"No mandé al Celta a luchar contra los elementos", diría Eusebio. La derrota celeste, primera de 2010, no se resolvió sobre el césped sino en la sinrazón del árbitro y el corazón desbocado de Iago Aspas. La suerte sigue comportándose de forma cicatera con este equipo. Se cobró una libra de carne por la felicidad de Villarreal. Queda la Copa para seguir soñando; la Liga habrá que sufrirla. Aún queda lejos la primavera.

Dos acciones insulsas, que ningún resumen televisivo habría incluido, condicionaron el choque. Bernabé García experimentó una mutación terrible en el minuto 40, como de hombre lobo al salir la luna. El árbitro camuflado, que tiraba de las riendas, se enfureció. Castigó con amarilla una entrada inocente y lateral de Iago Aspas, más liviana que cualquier otra. Cuatro minutos después, el moañés pidió barrera. Bernabé demoró el silbido, los jugadores se movieron dentro del área y Aspas sacó por reflejo. Dura lex, sed lex. No hubo intención de engaño, pero Bernabé aplicó la letra. Sería el Juez Lynch en el Oeste. Le resultó muy sencillo pitar contra la muchachada celeste, a la que abroncó con ceño de institutriz. El criterio insidioso es peor que cualquier fallo humano.

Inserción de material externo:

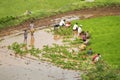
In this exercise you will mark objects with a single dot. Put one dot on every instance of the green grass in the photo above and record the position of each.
(43, 8)
(105, 37)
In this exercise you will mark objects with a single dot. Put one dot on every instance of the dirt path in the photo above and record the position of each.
(85, 13)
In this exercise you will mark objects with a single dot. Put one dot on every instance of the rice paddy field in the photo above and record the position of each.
(12, 12)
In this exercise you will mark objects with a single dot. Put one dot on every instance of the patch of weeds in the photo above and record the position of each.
(76, 41)
(18, 48)
(34, 51)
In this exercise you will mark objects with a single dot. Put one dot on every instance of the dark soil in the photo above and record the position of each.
(94, 12)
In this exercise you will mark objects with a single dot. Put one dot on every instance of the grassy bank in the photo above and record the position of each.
(12, 12)
(105, 37)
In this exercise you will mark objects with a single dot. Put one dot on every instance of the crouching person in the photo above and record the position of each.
(82, 47)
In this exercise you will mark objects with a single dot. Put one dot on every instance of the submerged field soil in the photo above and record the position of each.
(49, 21)
(12, 68)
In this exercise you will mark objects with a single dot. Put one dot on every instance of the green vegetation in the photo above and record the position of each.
(102, 71)
(105, 36)
(12, 12)
(104, 40)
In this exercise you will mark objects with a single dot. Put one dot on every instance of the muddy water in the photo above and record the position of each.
(41, 38)
(12, 68)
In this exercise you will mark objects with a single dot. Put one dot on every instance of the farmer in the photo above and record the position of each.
(84, 38)
(62, 23)
(32, 40)
(82, 47)
(96, 58)
(68, 24)
(90, 51)
(79, 30)
(75, 29)
(32, 30)
(25, 36)
(87, 34)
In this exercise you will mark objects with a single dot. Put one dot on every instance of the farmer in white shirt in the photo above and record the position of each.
(79, 30)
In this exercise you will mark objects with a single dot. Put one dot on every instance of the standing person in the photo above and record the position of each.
(96, 58)
(84, 37)
(32, 33)
(79, 30)
(31, 27)
(90, 51)
(32, 40)
(75, 28)
(87, 34)
(62, 22)
(25, 36)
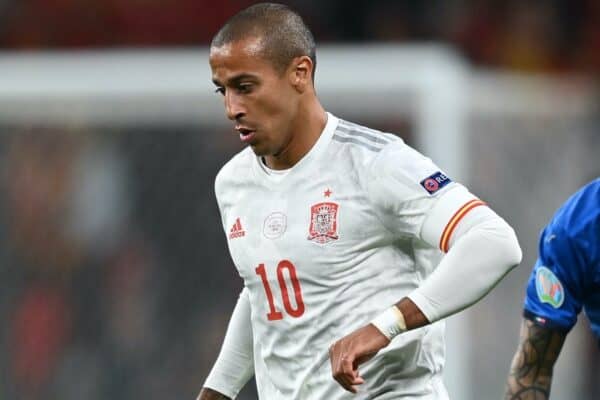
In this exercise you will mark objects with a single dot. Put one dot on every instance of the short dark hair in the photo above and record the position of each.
(284, 34)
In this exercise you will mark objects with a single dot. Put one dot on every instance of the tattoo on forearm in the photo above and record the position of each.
(530, 374)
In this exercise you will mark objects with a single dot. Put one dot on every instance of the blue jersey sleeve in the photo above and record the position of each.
(556, 286)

Entre la iniquidad de Bernabé y la ingenuidad de Aspas estropearon un precioso espectáculo. Es como si un extra interrumpiese Casablanca antes de la despedida entre la niebla o como si un tramoyista tosiese durante el monólogo de Hamlet. Bernabé acuchilló el partido igual que aquel loco La Gioconda, con esa misma inquina contra la belleza. Tras su intervención, al Celta le quedó sólo el coraje, insuficiente ante la Real.

El equipo vigués había salido en tromba, intenso en la presión y exquisito en la combinación. En veinte minutos ya había generado media docena de ocasiones. Rivas le sacó a Túñez un testarazo bajo palos. La Real se tambaleaba pero no caía, aferrándose a la confianza de su coliderato y a la genialidad de Xabi Prieto. Un remate suyo, una asistencia, y Falcón se agigantó bajo palos. El ascenso donostiarra sólo depende de la salud de su "diez".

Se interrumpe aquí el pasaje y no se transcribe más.